Читать книгу Christina - L. G. Moberly - Страница 4
"THE LITTLE PRACTICAL JOKE."
Оглавление"Don't be a silly ass, Layton. Do I look the sort of man to play such a fool's trick?"
"My dear fellow, there's no silly ass about it. You, a lonely bachelor, and not badly off—desirous of settling down into quiet, domestic life, would like to find a young lady of refined and cultured tastes who would meet you with—a view to matrimony. I'll take my oath you are as ready as this gentleman is, to swear you will make an excellent husband, kind, domesticated, and——"
Further speech was checked by a well-directed cushion, which descended plump upon the speaker's bronzed and grinning countenance, momentarily obliterating grin and countenance alike, whilst a shout of laughter went up from the other occupants of the smoking-room.
"Jack, my boy, Mernside wasn't far wrong when he defined you as a silly ass," drawled a man who leant against the mantelpiece, smoking a cigarette, and looking with amused eyes at the squirming figure under the large cushion; "what unutterable drivel are you reading?
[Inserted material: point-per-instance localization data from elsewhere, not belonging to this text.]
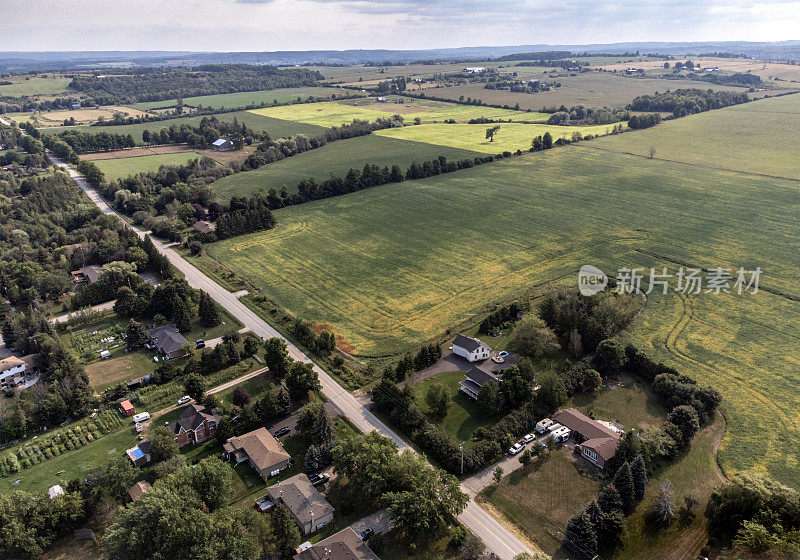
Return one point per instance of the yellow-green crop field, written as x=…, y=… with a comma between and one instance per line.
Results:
x=756, y=137
x=123, y=167
x=510, y=136
x=333, y=113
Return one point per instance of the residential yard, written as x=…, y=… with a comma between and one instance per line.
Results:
x=463, y=416
x=539, y=499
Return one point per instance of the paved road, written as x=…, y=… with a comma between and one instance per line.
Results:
x=497, y=538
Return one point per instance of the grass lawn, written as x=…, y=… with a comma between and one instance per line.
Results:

Is the Sunday Recorder responsible for that silly rot?"
"The Sunday Recorder is responsible for what you are pleased to call silly rot," answered the young man, who had now flung aside the cushion, and sat upright, looking at his two elders with laughing eyes, whilst he clutched a newspaper in one hand, and tried to smooth his rumpled hair with the other. "The Sunday Recorder has a matrimonial column—and—knowing poor old Rupert to be a lonely bachelor, not badly off, and desirous of settling down into quiet domestic life, etc., etc.—see the printed page"—he waved the journal over his head—"I merely wished to recommend my respected cousin to insert an advertisement on these lines, in next Sunday's paper."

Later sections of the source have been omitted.